Giving the committee’s determination on 26 July, the chairman, Lord Fraser of Carmyllie, QC, said that with regard to Mrs Gorman the committee’s unequivocal conclusion was that no further action should be taken. The only sustainable complaint against her was that she was apparently dismissive of a complaint against Mr Woodroffe. However, in giving evidence the patient’s wife had insisted that she had spoken to a man. So the committee was confronted with irreconcilable evidence and it would be unsafe to find any case established against Mrs Gorman.

The chairman went on to say that the committee did not much like the complaint against the company either.
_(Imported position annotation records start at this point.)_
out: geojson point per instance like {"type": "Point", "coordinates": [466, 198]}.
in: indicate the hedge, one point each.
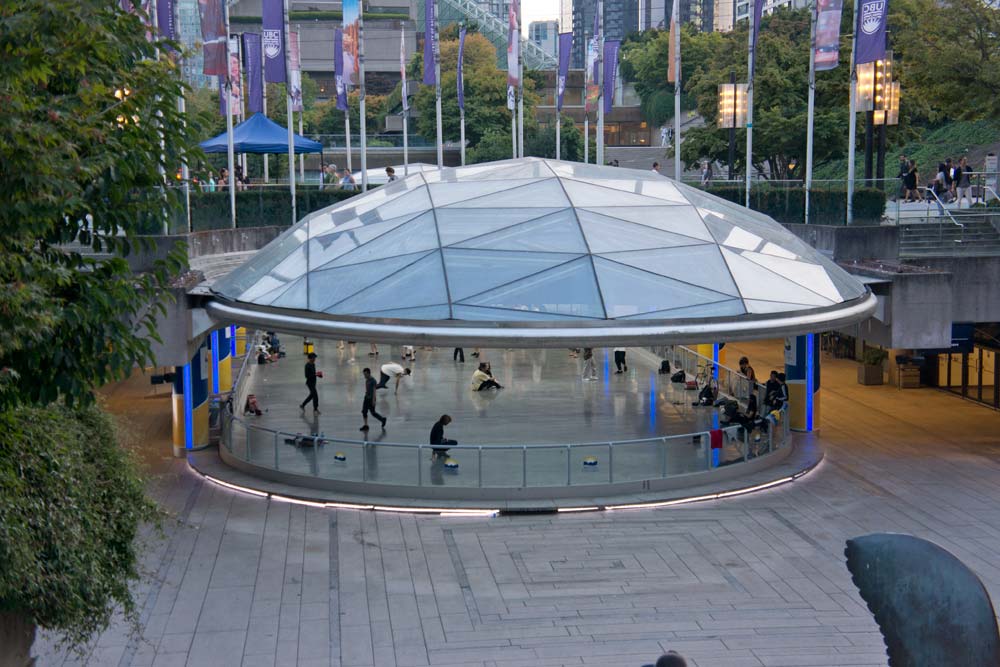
{"type": "Point", "coordinates": [826, 207]}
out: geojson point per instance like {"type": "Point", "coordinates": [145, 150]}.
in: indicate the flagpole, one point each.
{"type": "Point", "coordinates": [520, 86]}
{"type": "Point", "coordinates": [230, 153]}
{"type": "Point", "coordinates": [437, 87]}
{"type": "Point", "coordinates": [812, 103]}
{"type": "Point", "coordinates": [600, 84]}
{"type": "Point", "coordinates": [288, 109]}
{"type": "Point", "coordinates": [676, 45]}
{"type": "Point", "coordinates": [852, 121]}
{"type": "Point", "coordinates": [361, 105]}
{"type": "Point", "coordinates": [750, 66]}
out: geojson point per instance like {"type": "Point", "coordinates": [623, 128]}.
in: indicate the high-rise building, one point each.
{"type": "Point", "coordinates": [546, 35]}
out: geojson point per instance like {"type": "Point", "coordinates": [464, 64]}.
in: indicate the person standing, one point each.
{"type": "Point", "coordinates": [311, 376]}
{"type": "Point", "coordinates": [391, 370]}
{"type": "Point", "coordinates": [620, 360]}
{"type": "Point", "coordinates": [589, 365]}
{"type": "Point", "coordinates": [368, 404]}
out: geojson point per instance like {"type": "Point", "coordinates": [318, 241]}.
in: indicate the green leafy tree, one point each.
{"type": "Point", "coordinates": [90, 121]}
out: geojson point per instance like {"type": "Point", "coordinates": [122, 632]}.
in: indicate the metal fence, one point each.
{"type": "Point", "coordinates": [496, 466]}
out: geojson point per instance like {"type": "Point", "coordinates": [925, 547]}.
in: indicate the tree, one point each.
{"type": "Point", "coordinates": [90, 121]}
{"type": "Point", "coordinates": [485, 91]}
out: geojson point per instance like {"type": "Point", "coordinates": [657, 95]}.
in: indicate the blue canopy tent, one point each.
{"type": "Point", "coordinates": [260, 134]}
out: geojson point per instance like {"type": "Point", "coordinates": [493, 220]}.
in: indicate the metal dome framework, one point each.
{"type": "Point", "coordinates": [538, 252]}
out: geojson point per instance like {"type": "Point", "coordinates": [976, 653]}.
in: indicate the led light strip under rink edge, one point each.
{"type": "Point", "coordinates": [493, 512]}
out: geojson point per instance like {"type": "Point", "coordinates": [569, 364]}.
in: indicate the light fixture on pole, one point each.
{"type": "Point", "coordinates": [732, 114]}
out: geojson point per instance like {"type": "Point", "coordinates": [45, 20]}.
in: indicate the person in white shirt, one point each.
{"type": "Point", "coordinates": [390, 370]}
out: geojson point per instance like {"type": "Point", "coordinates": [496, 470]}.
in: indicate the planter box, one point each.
{"type": "Point", "coordinates": [869, 375]}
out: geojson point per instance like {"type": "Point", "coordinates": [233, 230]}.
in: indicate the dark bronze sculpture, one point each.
{"type": "Point", "coordinates": [931, 608]}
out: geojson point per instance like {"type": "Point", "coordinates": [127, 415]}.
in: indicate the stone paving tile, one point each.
{"type": "Point", "coordinates": [751, 581]}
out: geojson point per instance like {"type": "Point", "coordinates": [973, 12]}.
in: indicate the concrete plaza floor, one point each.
{"type": "Point", "coordinates": [754, 580]}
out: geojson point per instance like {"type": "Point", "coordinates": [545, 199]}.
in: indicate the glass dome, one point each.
{"type": "Point", "coordinates": [537, 240]}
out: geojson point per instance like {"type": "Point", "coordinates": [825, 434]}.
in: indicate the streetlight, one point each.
{"type": "Point", "coordinates": [732, 114]}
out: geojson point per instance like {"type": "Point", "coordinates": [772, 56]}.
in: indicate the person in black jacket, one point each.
{"type": "Point", "coordinates": [311, 384]}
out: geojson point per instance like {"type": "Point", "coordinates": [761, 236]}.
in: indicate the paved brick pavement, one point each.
{"type": "Point", "coordinates": [754, 580]}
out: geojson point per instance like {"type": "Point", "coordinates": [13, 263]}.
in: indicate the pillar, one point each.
{"type": "Point", "coordinates": [802, 374]}
{"type": "Point", "coordinates": [190, 403]}
{"type": "Point", "coordinates": [241, 341]}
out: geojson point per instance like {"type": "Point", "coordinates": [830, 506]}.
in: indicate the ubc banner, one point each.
{"type": "Point", "coordinates": [461, 79]}
{"type": "Point", "coordinates": [827, 34]}
{"type": "Point", "coordinates": [430, 42]}
{"type": "Point", "coordinates": [870, 30]}
{"type": "Point", "coordinates": [610, 72]}
{"type": "Point", "coordinates": [338, 69]}
{"type": "Point", "coordinates": [295, 73]}
{"type": "Point", "coordinates": [253, 66]}
{"type": "Point", "coordinates": [213, 37]}
{"type": "Point", "coordinates": [565, 50]}
{"type": "Point", "coordinates": [273, 40]}
{"type": "Point", "coordinates": [513, 54]}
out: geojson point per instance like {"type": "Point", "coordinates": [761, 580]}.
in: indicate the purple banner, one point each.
{"type": "Point", "coordinates": [827, 46]}
{"type": "Point", "coordinates": [565, 50]}
{"type": "Point", "coordinates": [430, 41]}
{"type": "Point", "coordinates": [870, 30]}
{"type": "Point", "coordinates": [461, 78]}
{"type": "Point", "coordinates": [758, 10]}
{"type": "Point", "coordinates": [610, 72]}
{"type": "Point", "coordinates": [165, 18]}
{"type": "Point", "coordinates": [338, 68]}
{"type": "Point", "coordinates": [213, 36]}
{"type": "Point", "coordinates": [273, 40]}
{"type": "Point", "coordinates": [253, 66]}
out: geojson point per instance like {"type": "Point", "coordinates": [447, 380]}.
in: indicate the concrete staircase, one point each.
{"type": "Point", "coordinates": [976, 237]}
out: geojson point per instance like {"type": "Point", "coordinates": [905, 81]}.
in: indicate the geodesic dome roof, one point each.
{"type": "Point", "coordinates": [537, 240]}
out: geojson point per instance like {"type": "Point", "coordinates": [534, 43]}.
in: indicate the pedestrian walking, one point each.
{"type": "Point", "coordinates": [620, 360]}
{"type": "Point", "coordinates": [589, 365]}
{"type": "Point", "coordinates": [311, 375]}
{"type": "Point", "coordinates": [368, 404]}
{"type": "Point", "coordinates": [389, 371]}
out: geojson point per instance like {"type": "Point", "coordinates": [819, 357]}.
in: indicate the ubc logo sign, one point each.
{"type": "Point", "coordinates": [872, 14]}
{"type": "Point", "coordinates": [272, 43]}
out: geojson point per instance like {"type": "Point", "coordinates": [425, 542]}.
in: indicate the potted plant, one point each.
{"type": "Point", "coordinates": [870, 370]}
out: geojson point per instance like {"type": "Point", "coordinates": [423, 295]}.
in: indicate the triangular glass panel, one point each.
{"type": "Point", "coordinates": [557, 232]}
{"type": "Point", "coordinates": [294, 296]}
{"type": "Point", "coordinates": [443, 194]}
{"type": "Point", "coordinates": [682, 220]}
{"type": "Point", "coordinates": [458, 224]}
{"type": "Point", "coordinates": [630, 291]}
{"type": "Point", "coordinates": [569, 289]}
{"type": "Point", "coordinates": [243, 278]}
{"type": "Point", "coordinates": [419, 284]}
{"type": "Point", "coordinates": [589, 194]}
{"type": "Point", "coordinates": [474, 271]}
{"type": "Point", "coordinates": [329, 286]}
{"type": "Point", "coordinates": [481, 314]}
{"type": "Point", "coordinates": [811, 276]}
{"type": "Point", "coordinates": [761, 307]}
{"type": "Point", "coordinates": [413, 236]}
{"type": "Point", "coordinates": [727, 308]}
{"type": "Point", "coordinates": [438, 312]}
{"type": "Point", "coordinates": [700, 265]}
{"type": "Point", "coordinates": [606, 234]}
{"type": "Point", "coordinates": [756, 282]}
{"type": "Point", "coordinates": [325, 249]}
{"type": "Point", "coordinates": [546, 192]}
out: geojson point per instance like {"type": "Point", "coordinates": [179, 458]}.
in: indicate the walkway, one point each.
{"type": "Point", "coordinates": [756, 580]}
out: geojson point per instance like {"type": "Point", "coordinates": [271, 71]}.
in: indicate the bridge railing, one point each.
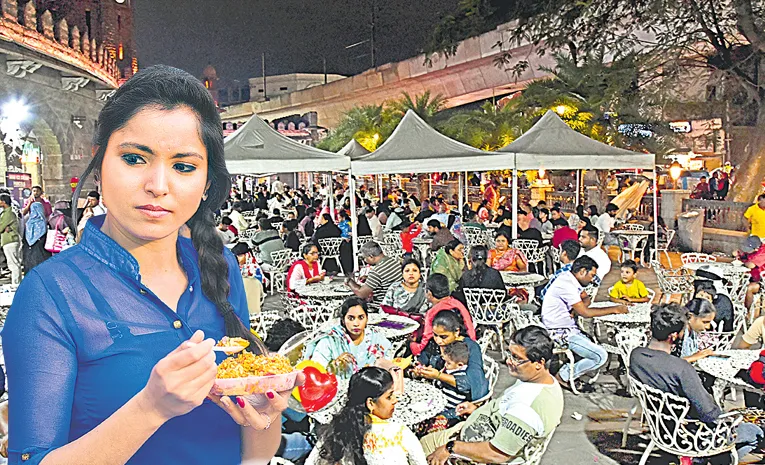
{"type": "Point", "coordinates": [68, 44]}
{"type": "Point", "coordinates": [720, 215]}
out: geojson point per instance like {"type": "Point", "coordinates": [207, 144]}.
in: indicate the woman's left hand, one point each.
{"type": "Point", "coordinates": [262, 418]}
{"type": "Point", "coordinates": [427, 372]}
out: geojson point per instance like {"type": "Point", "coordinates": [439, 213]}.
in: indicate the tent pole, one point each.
{"type": "Point", "coordinates": [354, 221]}
{"type": "Point", "coordinates": [460, 195]}
{"type": "Point", "coordinates": [515, 203]}
{"type": "Point", "coordinates": [467, 191]}
{"type": "Point", "coordinates": [331, 194]}
{"type": "Point", "coordinates": [656, 217]}
{"type": "Point", "coordinates": [578, 183]}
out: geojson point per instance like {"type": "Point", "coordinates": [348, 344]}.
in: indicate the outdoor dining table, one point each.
{"type": "Point", "coordinates": [638, 316]}
{"type": "Point", "coordinates": [633, 238]}
{"type": "Point", "coordinates": [724, 371]}
{"type": "Point", "coordinates": [419, 402]}
{"type": "Point", "coordinates": [422, 244]}
{"type": "Point", "coordinates": [735, 273]}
He explained that to take action against a pharmacy company was only “to put gold into the mouths of lawyers”. That was because it is not difficult, the next day, for the pharmacist in question to approach a lawyer and secure another limited company “off the shelf”. There would be no further action against the company.

Mr Woodroffe was in a different position. He had been open in admitting that he made the dispensing error. He could not explain how he had come to make the error and had sought to apologise by letter. Sadly, the patient had died after his admission to hospital, but it was not contended that there was any direct causal link between the dispensing error and his death. Nevertheless, the committee concluded that the error did amount to such misconduct as to render Mr Woodroffe unfit to be on the Register. It was, however, a single error in some 30 years of practice and the committee would restrict its sanction to that of a reprimand.